Gegen 23:00 Uhr am Sonntag, den 22. Juli 2018, als ich gerade meinen Rucksack ausgeleert und die Wäsche in Haufen sortiert hatte, ein kühles Bier in der Hand und in meinem Sessel saß, übergoß eine unbekannte Person in circa 800 Metern Luftlinie zwei schlafende Obdachlose und ihre Habe mit einer Flüssigkeit, zündete sie an und lief unerkannt davon. Nur die Geistesgegenwart eines Imbiss-Besuchers, der den Feuerlöscher des Dönerladens an sich riß, rausrannte und ihn auf die sich auf dem Boden wälzenden Menschen richtete, verhinderte, dass beide sofort zu Tode kamen (beide sind ins Koma versetzt, einer schwebt derzeit nicht mehr in Lebensgefahr). Fotos und Nachricht gelangten gestern abend bis in die bundesweiten 20:00 Uhr- Nachrichten.

Als ich gestern mittag davon aus dem Radio erfuhr, brach ich in Tränen aus. Ich kannte die beiden vom Sehen (jetzt weiß ich, dass sie Lothar und Andy heißen), schließlich hatten sie es sich seit langem auf dem S-Bahnhofsvorplatz Schöneweide so „wohnlich“ wie eben möglich gemacht. Schon früh am Morgen ging es ab mit „Sternburg-Pils“ und anderen Sachen, häufig saßen vier oder fünf Menschen dort zusammen. Stets stand dort ein Becher, in den ab und an PassantInnen ein paar Münzen versenkten. Einer von ihnen hat einen Hund der Marke „Straßenmix“ – mittelgroß, hellbraun, friedlich und völlig entspannt ( dieser Hund ist übrigens seit Sonntagabend spurlos verschwunden). Wie gesagt, ich kannte sie nicht persönlich – aber die Tat geht mir an die Nieren.

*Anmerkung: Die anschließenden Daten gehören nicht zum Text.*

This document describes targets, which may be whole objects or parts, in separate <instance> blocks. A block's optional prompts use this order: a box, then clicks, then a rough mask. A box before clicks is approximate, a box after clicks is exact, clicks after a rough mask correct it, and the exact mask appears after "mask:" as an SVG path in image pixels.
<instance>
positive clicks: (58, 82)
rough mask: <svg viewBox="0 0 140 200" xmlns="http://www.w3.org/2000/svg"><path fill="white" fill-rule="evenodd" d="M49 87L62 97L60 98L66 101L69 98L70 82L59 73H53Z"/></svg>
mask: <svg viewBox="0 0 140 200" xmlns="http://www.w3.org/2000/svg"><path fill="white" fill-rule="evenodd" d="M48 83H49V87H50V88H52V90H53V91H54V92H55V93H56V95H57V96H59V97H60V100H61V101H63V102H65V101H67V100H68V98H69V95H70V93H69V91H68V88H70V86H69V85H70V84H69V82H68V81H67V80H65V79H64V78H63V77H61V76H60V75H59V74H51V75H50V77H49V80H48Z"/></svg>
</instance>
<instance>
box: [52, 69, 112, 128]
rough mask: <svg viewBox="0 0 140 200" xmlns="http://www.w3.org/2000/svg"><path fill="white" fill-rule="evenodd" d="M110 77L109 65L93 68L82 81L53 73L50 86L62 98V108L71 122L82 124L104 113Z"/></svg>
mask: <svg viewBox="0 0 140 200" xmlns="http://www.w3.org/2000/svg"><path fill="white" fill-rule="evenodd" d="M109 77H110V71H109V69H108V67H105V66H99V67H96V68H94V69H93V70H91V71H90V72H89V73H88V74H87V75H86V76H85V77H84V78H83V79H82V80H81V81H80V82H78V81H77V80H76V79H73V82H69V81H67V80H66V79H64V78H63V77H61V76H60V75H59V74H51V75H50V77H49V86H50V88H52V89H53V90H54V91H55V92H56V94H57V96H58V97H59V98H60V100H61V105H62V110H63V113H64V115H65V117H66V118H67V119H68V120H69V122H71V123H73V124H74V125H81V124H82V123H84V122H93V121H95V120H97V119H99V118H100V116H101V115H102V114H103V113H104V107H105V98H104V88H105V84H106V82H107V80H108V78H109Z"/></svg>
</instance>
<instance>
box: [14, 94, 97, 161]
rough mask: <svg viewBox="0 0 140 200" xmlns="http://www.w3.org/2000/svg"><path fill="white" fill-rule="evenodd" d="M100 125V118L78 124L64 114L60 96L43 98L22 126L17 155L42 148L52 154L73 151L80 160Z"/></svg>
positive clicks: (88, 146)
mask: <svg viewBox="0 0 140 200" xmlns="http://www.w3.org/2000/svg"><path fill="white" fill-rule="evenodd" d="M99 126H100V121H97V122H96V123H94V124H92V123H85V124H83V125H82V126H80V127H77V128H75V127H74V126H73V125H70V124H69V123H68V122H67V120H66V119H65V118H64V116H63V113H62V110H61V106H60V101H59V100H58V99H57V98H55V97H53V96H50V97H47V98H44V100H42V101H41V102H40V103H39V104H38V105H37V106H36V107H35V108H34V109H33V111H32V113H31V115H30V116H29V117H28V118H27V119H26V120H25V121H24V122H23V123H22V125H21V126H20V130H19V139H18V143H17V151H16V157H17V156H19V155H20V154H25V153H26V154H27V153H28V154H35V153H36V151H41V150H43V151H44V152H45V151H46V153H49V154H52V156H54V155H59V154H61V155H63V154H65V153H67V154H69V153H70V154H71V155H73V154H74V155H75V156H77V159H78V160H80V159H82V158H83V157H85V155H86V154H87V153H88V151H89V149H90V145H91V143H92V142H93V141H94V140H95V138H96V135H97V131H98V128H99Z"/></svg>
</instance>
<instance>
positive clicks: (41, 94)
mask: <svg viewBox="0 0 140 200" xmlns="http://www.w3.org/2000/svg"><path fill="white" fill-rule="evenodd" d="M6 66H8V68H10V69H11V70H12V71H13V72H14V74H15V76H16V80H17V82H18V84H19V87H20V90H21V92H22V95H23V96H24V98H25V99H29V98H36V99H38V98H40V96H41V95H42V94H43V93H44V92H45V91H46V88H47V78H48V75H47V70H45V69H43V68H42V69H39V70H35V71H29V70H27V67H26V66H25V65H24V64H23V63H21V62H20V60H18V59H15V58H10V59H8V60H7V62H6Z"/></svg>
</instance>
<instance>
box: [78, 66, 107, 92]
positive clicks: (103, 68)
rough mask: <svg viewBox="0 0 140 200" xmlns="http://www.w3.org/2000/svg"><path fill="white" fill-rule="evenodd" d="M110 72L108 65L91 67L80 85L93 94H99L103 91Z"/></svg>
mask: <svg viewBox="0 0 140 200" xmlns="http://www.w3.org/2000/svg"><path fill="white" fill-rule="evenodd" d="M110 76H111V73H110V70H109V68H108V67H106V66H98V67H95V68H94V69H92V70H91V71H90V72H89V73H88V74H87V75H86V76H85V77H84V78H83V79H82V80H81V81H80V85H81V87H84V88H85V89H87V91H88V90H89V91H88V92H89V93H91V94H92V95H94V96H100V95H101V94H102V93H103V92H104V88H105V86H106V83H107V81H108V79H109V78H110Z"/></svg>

In den sozialen Medien (unter Stichwort „Schöneweide“) fand ich dann die ersten Anzeichen von dem, was ich als „Instrumentalisierung“ bezeichnen will:
So schrieb einer, dass die „linksversiffte Presse“ mit Sicherheit mit der wahren Identität des Täters hinter dem Berg halte, es sei doch klar, dass das wieder nur „Ausländer“ und/oder „Asylanten“ getan haben können …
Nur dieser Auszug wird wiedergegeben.